Kolejki w sklepach, a na ulicach ludzie objuczeni pojemnikami z wodą - takie zdjęcia dominują dziś w doniesieniach z rejonu Bliskiego Wschodu.

Władze izraelskie zaleciły obywatelom, aby robili zapasy wody pitnej na wypadek wojny z Irakiem. Według tych zaleceń każdy Izraelczyk powinien zaopatrzyć się w 12 litrów butelkowanych napojów, co w razie zatrucia ujęć wody musiało by wystarczyć na trzy dni.

Zalecenia te ogłoszono, pomimo obaw, że mogą spowodować panikę wśród Izraelczyków. Gazety publikują dziś zdjęcia ludzi kupujących duże ilości wody mineralnej, ale panika jak na razie nie wybuchła.

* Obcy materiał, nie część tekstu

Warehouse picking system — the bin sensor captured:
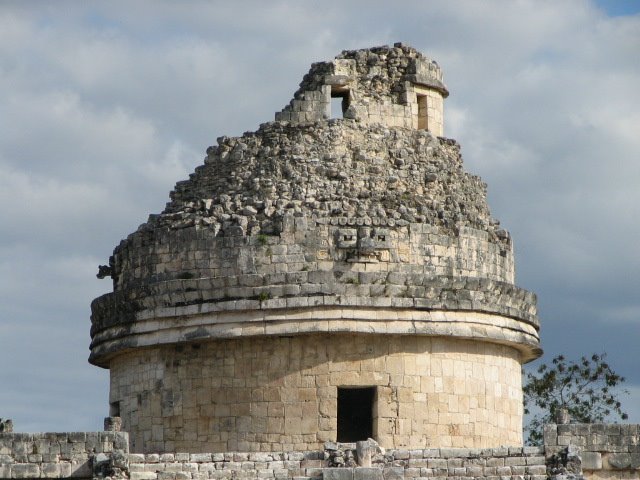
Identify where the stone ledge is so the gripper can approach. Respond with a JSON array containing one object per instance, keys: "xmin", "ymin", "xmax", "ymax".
[{"xmin": 89, "ymin": 305, "xmax": 540, "ymax": 366}]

W połowie dnia sprzedaż wody wzrosła czterokrotnie, ale towaru tego jest pod dostatkiem, zarówno w hipermarketach, jak i w mniejszych sklepach. Tymczasem wszystkie trzy wytwórni wody mineralnej w Izraelu zapowiedziały już, że będą pracować na wyższych obrotach, 24 godziny na dobę. W podobnym trybie produkowane są maski gazowe.